Making Renewable Energy Efficient with Most Promising Long Duration Storage Solutions
Published on : Thursday 09-04-2020
The global energy ecosystem is now taking significant moves towards a renewables-centred environment, along with various forms of clean and green energy. However, to supply energy over demand requires maximum durations of storage capacity within energy infrastructure. In this way, long-duration energy storage technologies carry out great potential, since wind and solar power lead new power plant accompaniments and increasingly surpass other sources of electricity.
Unlike the stationary energy storage industry that primarily focused on short duration energy storage applications and grid services, long duration energy storage systems are essential for an electricity system to transition from a primary dependency on traditional fossil fuel generation to a grid powered by variable renewable generation such as solar and wind.
Pumped-storage hydroelectricity, a type of hydroelectric energy storage, is one such long duration storage solution used by electric power systems for load balancing.

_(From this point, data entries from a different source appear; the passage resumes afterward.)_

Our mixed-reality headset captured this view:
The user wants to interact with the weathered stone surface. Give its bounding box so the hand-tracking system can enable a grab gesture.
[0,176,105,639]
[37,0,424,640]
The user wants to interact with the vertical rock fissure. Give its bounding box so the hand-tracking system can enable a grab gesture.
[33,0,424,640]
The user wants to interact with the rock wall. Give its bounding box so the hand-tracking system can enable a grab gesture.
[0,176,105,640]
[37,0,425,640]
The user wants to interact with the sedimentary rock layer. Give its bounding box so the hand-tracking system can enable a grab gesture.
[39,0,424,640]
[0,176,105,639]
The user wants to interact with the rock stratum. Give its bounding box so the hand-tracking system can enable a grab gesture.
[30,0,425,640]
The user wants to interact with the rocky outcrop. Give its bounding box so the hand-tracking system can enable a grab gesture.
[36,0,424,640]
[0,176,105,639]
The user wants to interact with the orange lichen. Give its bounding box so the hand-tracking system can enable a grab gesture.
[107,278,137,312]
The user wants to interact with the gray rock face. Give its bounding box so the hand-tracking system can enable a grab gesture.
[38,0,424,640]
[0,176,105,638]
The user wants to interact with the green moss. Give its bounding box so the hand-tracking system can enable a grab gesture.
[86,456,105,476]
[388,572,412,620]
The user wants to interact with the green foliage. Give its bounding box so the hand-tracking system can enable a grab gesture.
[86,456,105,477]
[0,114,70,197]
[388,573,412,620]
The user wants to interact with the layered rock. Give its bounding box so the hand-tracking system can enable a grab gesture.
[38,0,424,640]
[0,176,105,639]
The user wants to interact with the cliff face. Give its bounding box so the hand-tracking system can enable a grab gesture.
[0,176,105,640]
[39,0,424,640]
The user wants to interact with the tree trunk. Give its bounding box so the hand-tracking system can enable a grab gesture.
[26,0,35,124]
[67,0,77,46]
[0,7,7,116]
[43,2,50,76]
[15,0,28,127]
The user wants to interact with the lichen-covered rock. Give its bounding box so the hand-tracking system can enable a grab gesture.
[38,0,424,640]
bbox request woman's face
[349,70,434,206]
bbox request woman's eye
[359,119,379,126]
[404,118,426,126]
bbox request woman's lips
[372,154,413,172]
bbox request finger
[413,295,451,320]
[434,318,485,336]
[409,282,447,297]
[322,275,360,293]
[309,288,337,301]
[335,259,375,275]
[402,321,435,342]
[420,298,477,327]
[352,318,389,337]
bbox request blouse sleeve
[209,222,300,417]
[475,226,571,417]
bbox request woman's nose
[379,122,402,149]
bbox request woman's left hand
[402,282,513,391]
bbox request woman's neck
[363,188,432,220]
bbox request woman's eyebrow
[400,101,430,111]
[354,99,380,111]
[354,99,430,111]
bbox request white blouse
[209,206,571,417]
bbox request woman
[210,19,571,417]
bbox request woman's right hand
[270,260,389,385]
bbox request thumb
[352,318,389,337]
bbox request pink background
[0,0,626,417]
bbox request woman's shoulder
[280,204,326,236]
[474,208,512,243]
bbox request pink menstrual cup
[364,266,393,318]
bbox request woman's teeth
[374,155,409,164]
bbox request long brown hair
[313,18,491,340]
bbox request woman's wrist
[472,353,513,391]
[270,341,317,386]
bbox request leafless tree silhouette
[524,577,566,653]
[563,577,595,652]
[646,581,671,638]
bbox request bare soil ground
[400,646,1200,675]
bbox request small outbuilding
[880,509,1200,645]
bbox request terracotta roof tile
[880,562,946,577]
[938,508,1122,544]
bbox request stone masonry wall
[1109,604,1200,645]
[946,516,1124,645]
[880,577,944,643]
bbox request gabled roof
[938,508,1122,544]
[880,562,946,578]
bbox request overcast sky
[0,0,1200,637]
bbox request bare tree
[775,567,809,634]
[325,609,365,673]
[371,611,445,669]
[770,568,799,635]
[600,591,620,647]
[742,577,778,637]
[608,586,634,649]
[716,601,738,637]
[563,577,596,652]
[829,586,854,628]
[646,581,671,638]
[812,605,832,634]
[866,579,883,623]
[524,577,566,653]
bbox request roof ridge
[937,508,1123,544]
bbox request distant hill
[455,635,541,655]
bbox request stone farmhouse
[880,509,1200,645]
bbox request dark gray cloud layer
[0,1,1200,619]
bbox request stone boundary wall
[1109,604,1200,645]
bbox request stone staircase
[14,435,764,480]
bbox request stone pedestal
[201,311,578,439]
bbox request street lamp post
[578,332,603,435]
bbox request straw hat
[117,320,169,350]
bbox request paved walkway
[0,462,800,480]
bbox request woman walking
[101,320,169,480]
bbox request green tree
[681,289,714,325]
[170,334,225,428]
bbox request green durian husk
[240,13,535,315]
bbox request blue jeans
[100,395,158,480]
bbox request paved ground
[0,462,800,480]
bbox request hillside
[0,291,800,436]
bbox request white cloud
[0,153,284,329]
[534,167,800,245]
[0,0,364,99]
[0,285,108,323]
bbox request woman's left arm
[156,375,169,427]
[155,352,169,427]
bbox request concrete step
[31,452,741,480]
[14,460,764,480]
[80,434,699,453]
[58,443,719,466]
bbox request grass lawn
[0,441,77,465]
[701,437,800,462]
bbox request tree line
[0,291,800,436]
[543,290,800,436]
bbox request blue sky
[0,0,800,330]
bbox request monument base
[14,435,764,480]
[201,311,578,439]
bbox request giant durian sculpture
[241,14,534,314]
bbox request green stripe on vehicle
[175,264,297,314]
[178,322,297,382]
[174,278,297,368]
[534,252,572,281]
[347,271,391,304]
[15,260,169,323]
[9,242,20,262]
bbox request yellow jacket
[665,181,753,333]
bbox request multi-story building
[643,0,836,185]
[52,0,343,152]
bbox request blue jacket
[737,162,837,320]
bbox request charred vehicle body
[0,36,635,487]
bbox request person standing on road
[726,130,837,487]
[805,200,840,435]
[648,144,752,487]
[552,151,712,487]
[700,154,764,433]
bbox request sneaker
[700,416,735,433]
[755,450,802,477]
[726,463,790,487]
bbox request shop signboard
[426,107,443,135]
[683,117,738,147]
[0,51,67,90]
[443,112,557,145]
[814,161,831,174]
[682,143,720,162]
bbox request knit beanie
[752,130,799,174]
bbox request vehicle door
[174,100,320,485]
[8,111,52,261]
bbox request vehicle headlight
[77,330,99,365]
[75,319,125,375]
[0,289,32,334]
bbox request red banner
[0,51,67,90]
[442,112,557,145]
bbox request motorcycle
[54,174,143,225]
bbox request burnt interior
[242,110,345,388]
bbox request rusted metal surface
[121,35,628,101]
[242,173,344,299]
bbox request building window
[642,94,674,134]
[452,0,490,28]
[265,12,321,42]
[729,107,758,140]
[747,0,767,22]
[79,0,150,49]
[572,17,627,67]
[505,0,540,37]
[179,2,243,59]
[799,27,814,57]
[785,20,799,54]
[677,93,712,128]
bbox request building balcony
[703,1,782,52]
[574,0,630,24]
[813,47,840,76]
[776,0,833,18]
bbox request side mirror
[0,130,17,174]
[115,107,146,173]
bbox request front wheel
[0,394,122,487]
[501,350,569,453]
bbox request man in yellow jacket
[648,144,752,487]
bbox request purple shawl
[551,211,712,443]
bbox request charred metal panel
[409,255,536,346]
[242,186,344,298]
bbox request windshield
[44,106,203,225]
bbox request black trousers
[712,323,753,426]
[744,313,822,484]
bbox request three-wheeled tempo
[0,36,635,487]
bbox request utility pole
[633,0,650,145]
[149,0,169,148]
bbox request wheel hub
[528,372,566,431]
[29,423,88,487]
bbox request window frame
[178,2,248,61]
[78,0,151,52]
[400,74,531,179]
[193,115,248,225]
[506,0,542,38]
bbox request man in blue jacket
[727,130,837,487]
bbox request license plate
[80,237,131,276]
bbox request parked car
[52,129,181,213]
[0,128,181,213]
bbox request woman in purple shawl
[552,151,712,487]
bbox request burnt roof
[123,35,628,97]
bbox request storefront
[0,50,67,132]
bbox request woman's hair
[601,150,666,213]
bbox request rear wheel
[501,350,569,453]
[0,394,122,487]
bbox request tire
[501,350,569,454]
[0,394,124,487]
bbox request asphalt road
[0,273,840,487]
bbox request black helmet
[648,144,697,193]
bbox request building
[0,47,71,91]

It works on the concept of upper reservoir where water is stored when power from the plan is needed; intake tunnel where the water rushes down; turbines that are underground at the base of a dam and is propelled by the force of water which then produce electricity; discharge tunnel through which the water then flows into a lower reservoir; and recharging, when demand for electricity is low, the turbines spin backward and pump the water back up into the upper reservoir to make it available to generate electricity when it's needed.
Flow batteries that allow storage of the active materials external to the battery. The emergence of flow batteries is primarily caused by the growth of wind and solar power. This type of batteries use tanks of electrolytes capable of storing enough electricity to power thousands of homes for many hours. But most flow batteries rely on vanadium, which is an expensive metal, and alternatives are short-lived and toxic. A flow battery is one in which two liquids, divided by a membrane and circulated to enable ion exchange between them. The batteries, by isolating the liquid electrolytes, provide a long cycle life and can make use of their complete discharge range.
Sodium sulphur batteries that are high-temperature batteries, operating at 300°C and using a solid electrolyte. These batteries have a high energy density, high efficiency of charge or discharge and long cycle life, and are erected from inexpensive materials. Sodium-sulfur battery operates on the principle of a reversible redox reaction between sodium and sulfur. These kinds of batteries have already been used in countries like Japan. Sodium battery requires the installed capacity of about 250 MW.
So, energy storage has now become an integral element of grid planning and energy network management. Rapid advances in technology, proven capabilities and reduction in prices are the major factors driving long duration storage technologies within energy space. And we believe as storage goes mainstream, the development of these kinds of energy systems will rise that will make it easier to shift towards renewable energy.